La réforme de l'apprentissage dessine la France de demain

Le consensus autour de l'apprentissage suscite des espoirs malgré dix ans d'échecs. Par La France en Croissance (*).
(Crédits : DR)

L'apprentissage est devenu un sujet consensuel. Les acteurs du monde politique, les entreprises, les syndicats comme les éducateurs en sont convaincus. Près des trois quarts des Français en ont une bonne image. Tous s'entendent sur la nécessité de développer cet instrument privilégié de l'insertion des jeunes dans l'emploi, alors que leur taux de chômage reste anormalement élevé à 24%.

Il a fait ses preuves, non seulement chez nos voisins allemands ou suisses souvent cités en exemples, mais en France également : 65% des jeunes ayant suivi des études en apprentissage de niveau CAP à BTS ont un emploi sept mois après la fin de leur formation, dont la moitié en CDI. L'expérience démontre que c'est la meilleure voie d'entrée dans le monde du travail pour les jeunes et en particulier pour les moins qualifiés.

Et pourtant, les échecs se succèdent.
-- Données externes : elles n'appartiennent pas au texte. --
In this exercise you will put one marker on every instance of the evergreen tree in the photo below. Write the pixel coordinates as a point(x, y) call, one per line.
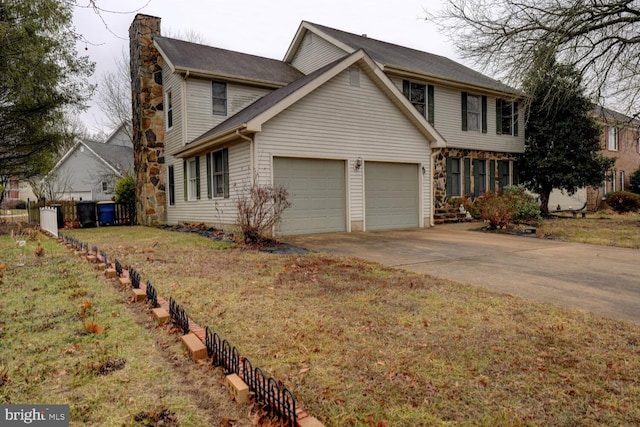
point(562, 142)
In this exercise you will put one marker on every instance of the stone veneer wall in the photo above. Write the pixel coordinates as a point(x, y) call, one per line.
point(148, 121)
point(440, 169)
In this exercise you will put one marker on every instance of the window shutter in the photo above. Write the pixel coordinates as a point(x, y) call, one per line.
point(484, 114)
point(492, 175)
point(184, 175)
point(431, 105)
point(197, 177)
point(464, 111)
point(209, 189)
point(225, 167)
point(467, 176)
point(448, 175)
point(498, 116)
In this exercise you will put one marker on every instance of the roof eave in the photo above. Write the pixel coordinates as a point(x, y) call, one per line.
point(192, 72)
point(402, 72)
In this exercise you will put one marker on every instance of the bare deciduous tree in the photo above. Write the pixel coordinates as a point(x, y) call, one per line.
point(601, 39)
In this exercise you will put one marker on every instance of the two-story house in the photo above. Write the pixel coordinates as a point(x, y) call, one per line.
point(620, 140)
point(364, 134)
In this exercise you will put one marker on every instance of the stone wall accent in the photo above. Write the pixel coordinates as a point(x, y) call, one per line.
point(148, 121)
point(440, 169)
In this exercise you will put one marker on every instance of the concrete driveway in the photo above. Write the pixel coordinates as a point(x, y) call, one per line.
point(602, 280)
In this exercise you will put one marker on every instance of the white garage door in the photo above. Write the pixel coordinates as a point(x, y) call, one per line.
point(391, 195)
point(317, 193)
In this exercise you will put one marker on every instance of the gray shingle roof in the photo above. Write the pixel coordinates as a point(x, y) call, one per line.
point(211, 60)
point(397, 56)
point(264, 103)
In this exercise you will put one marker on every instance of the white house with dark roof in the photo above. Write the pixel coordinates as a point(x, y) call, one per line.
point(365, 135)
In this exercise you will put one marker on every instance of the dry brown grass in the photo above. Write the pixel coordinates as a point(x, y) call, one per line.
point(360, 344)
point(603, 228)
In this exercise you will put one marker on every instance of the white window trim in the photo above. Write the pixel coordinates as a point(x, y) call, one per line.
point(169, 112)
point(612, 138)
point(473, 113)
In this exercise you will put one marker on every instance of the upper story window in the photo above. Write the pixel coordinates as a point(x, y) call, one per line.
point(454, 177)
point(172, 185)
point(218, 173)
point(506, 117)
point(219, 98)
point(169, 103)
point(474, 113)
point(612, 138)
point(421, 96)
point(480, 176)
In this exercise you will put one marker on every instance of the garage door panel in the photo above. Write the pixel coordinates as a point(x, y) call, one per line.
point(391, 195)
point(317, 194)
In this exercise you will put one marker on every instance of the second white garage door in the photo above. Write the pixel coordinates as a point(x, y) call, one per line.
point(391, 195)
point(317, 193)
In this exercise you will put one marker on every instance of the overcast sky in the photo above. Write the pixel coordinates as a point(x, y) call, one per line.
point(259, 27)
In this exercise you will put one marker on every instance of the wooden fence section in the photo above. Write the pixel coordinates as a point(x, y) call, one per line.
point(70, 216)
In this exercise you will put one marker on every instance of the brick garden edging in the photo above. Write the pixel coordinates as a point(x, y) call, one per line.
point(200, 342)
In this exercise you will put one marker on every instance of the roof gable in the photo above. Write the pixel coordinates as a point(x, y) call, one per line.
point(402, 60)
point(212, 62)
point(251, 119)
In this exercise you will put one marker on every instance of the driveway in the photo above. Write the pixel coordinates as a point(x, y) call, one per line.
point(602, 280)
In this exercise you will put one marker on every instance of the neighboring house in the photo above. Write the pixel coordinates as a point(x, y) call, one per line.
point(89, 170)
point(364, 134)
point(620, 139)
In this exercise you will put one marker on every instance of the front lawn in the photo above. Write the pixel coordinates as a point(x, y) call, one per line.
point(361, 344)
point(68, 337)
point(601, 228)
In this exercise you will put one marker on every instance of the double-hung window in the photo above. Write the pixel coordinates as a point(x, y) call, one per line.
point(192, 179)
point(480, 176)
point(506, 117)
point(421, 97)
point(474, 113)
point(218, 173)
point(612, 138)
point(454, 175)
point(172, 186)
point(219, 98)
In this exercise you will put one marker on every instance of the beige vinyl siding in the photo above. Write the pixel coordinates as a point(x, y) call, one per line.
point(448, 121)
point(200, 105)
point(314, 53)
point(448, 112)
point(217, 210)
point(340, 121)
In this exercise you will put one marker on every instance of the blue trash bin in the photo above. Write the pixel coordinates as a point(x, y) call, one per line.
point(87, 213)
point(106, 213)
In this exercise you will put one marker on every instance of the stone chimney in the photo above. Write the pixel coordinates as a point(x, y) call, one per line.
point(148, 121)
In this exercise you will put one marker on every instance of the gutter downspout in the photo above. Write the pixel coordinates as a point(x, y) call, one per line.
point(185, 117)
point(251, 156)
point(433, 189)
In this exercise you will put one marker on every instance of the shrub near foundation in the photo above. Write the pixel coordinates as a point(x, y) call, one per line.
point(623, 201)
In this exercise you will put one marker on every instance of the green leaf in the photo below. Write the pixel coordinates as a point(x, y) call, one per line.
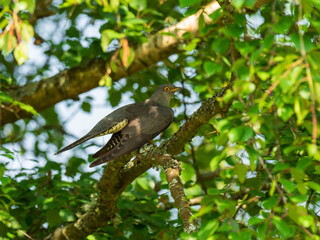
point(288, 185)
point(253, 157)
point(66, 215)
point(138, 5)
point(285, 113)
point(26, 107)
point(284, 229)
point(225, 205)
point(235, 134)
point(5, 97)
point(187, 3)
point(237, 3)
point(27, 31)
point(53, 218)
point(211, 68)
point(208, 229)
point(21, 53)
point(255, 220)
point(299, 198)
point(270, 203)
point(107, 36)
point(7, 43)
point(315, 186)
point(106, 80)
point(86, 107)
point(241, 171)
point(221, 45)
point(28, 5)
point(4, 181)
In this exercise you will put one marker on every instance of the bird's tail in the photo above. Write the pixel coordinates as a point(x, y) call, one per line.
point(76, 143)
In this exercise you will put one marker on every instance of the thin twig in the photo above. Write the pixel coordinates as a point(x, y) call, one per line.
point(310, 81)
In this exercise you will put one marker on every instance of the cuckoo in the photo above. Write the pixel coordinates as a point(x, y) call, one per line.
point(131, 126)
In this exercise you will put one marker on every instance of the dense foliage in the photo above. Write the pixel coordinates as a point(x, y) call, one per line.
point(250, 173)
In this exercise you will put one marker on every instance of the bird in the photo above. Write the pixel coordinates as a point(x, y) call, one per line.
point(131, 126)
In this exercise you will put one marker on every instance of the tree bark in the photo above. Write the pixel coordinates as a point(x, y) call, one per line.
point(68, 84)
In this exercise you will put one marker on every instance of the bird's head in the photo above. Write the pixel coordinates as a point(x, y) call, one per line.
point(163, 94)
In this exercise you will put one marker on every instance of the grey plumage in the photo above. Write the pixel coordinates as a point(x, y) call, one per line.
point(132, 125)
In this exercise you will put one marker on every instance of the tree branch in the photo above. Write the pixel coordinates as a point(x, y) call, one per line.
point(70, 83)
point(173, 169)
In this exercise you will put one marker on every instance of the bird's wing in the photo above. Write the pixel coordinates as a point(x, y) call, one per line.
point(111, 123)
point(148, 123)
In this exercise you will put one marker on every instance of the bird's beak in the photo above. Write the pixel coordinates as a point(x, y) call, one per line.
point(175, 89)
Le plan de relance de l'apprentissage, en 2015, prévoyait 500.000 apprentis en France en juin 2017. Or, le nombre d'apprentis plafonne à 400.000. En 2011, le plan était deux fois plus ambitieux avec un million de contrats visés. Les plans ont succédé aux réformes et aux livres blancs et 8,2 milliards d'euros sont investis chaque année. Force est de constater que l'apprentissage ne décolle pas dans notre pays. Au contraire, le nombre d'apprentis a reculé de 4% depuis 2010, la baisse atteignant 20% pour les jeunes les moins qualifiés. Il est temps de remettre les choses à plat en partant des blocages.
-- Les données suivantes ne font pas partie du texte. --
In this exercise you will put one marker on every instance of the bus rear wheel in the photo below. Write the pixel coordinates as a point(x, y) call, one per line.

Faciliter la vie des TPE et PME, principaux recruteurs d'apprentis

Ce sont les entreprises de moins de dix salariés qui recrutent le plus d'apprentis. Pour elles, chaque cas est une chance mais aussi un effort considérable. Recruter un jeune en apprentissage, c'est d'abord investir du temps, au détriment au moins temporaire de la production. C'est surtout être le premier contact de ce jeune avec les exigences du monde professionnel, de ses contraintes, de ses codes, de la responsabilité individuelle et du savoir-vivre. Ce qui est demandé aux entrepreneurs, c'est de donner une triple formation technique, sociale et éducative, tout en faisant tourner leur affaire. Autant leur faciliter la tâche.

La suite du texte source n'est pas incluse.